The primary goal of this study was to examine the topographic specificity of the neural connections from the cochlear spiral ganglion to the CN in adult animals that had undergone profound hearing loss early in life, and thereby to elucidate the role of normal neuronal activity (normal auditory experience) in development and maintenance of the precise tonotopic maps formed by the primary afferent projections within the CN.

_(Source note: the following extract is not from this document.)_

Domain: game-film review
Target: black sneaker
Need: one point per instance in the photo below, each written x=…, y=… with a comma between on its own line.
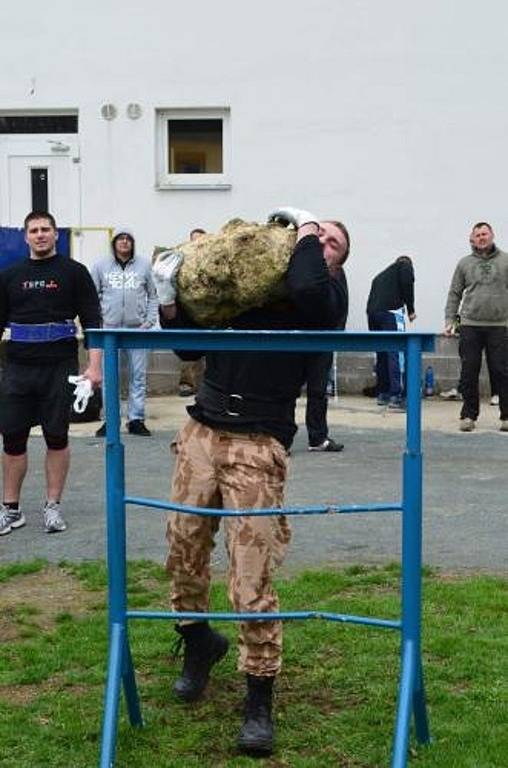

Molecular Mechanisms and the Formation of Tonotopic Maps

It is generally agreed that neural activity is not involved in the initial formation of topographically ordered sensory pathways, but that is about where the agreement ends with respect to the specific roles of molecular cues and neuronal activity in the development of various topographic maps in the central nervous system (Rubel and Cramer, 2002). In the auditory system several lines of evidence suggest that patterns of connectivity are essentially correctly organized from the time of their initial arrival at target locations. In chicks it has been demonstrated that a tonotopically organized map of the auditory nerve axons projecting within the cochlear nucleus (or nucleus magnocellularis) is present from early embryonic ages, even prior to the formation of synaptic connections by the auditory nerve fibers (Molea and Rubel, 2003). Our previous study in cats demonstrated that a clear tonotopic ordering of SG projections within the CN of kittens examined several days prenatal (Leake et al, 2002). Moreover, studies in mutant mice have demonstrated that at least rudimentary tonotopic connections can form between the cochlea and spiral ganglion even in the absence of differentiated hair cells (Xiang et al., 2003), and that central projections can maintain relatively normal organization despite massive rerouting of fibers in the periphery, as in Ntf3^tgBDNF mice in which vestibular fibers project to the cochlea (Fritzsch et al., 2005).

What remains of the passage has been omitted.